O uso de MPs por parte do Poder Executivo atende mais aos interesse do Executivo ou Legislativo?

segunda-feira, 26 de julho de 2021

Atualizado às 10:40

(Imagem: Arte Migalhas)

Com a aprovação da Constituição Federal de 1988, a abertura do crédito extraordinário passou a ser veiculada por meio de medida provisória expedida pelo chefe do poder executivo, não mais prevalecendo os mandamentos contidos na lei no 4.320/64, entretanto, lançar mão de medida provisória para abertura de crédito extraordinário, a fim de cobrir gastos previsíveis, configura autêntico desvio de finalidade conforme (ROCHA, MARCELINO, SANTANA, 2012).

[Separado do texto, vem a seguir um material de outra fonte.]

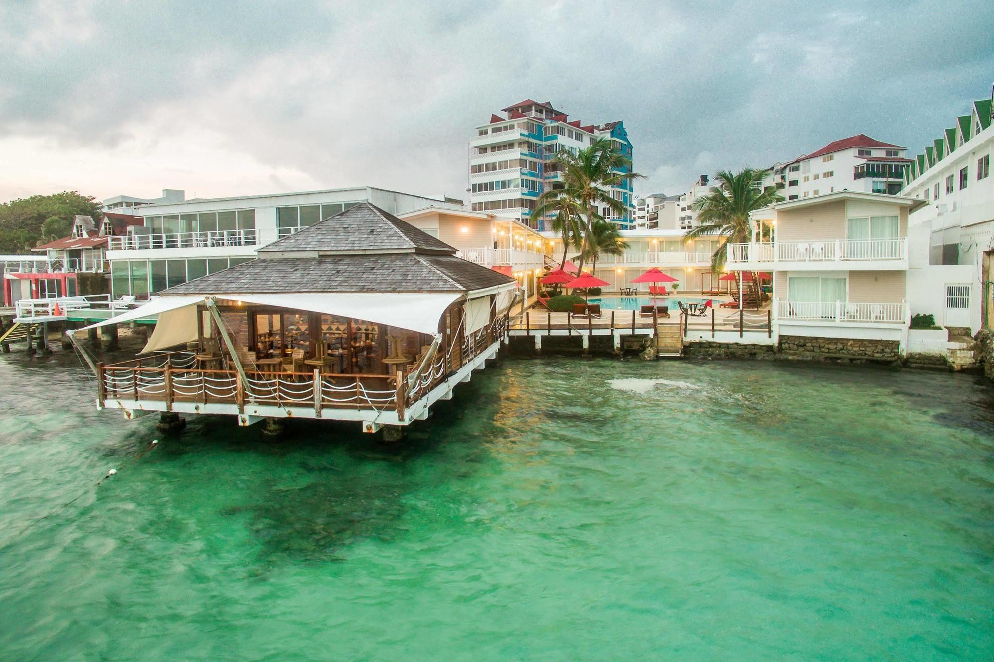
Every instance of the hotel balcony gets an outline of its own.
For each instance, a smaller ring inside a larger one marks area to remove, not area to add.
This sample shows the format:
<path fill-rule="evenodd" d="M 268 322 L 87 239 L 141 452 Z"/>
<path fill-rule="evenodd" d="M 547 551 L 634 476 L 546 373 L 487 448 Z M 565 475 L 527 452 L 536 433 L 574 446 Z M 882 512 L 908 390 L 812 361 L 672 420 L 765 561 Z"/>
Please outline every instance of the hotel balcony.
<path fill-rule="evenodd" d="M 540 268 L 545 255 L 533 250 L 518 248 L 462 248 L 456 251 L 456 256 L 470 262 L 491 268 L 494 266 L 510 266 L 515 271 Z"/>
<path fill-rule="evenodd" d="M 908 304 L 854 303 L 851 301 L 781 301 L 774 300 L 773 310 L 779 324 L 800 325 L 896 325 L 908 326 Z"/>
<path fill-rule="evenodd" d="M 908 239 L 730 244 L 727 263 L 743 270 L 904 270 Z"/>
<path fill-rule="evenodd" d="M 630 264 L 632 266 L 711 266 L 709 250 L 626 250 L 620 255 L 600 255 L 597 265 Z"/>
<path fill-rule="evenodd" d="M 271 244 L 296 230 L 219 230 L 111 237 L 107 245 L 107 258 L 253 255 L 256 248 Z"/>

Os créditos extraordinários são abertos por MP no caso federal, nos demais entes subnacionais que possuem tal instrumento em suas Constituições, e por decreto do Poder Executivo, que devem dar ciência imediata dos mesmos ao Poder Legislativo. 

Para o Supremo Tribunal Federal (STF), no âmbito da ação direta de inconstitucionalidade, o uso de MPs pelo chefe do Poder Executivo para abrir crédito extraordinário deve acontecer quando ocorrer um estado de necessidade que obrigue o Estado a adotar providências imediatas de caráter legislativo, inalcançáveis conforme as regras ordinárias do ato de fazer leis, em face do prolongamento de tempo ou que fatalmente decorreriam do atraso na concretização da prestação legislativa.

A banalização da utilização de MPs pelo Governo Federal para fixar gastos públicos é um procedimento condenado pelo parlamento e, mais recentemente, pelo Poder Judiciário por meio da ADIN 4.048/2008.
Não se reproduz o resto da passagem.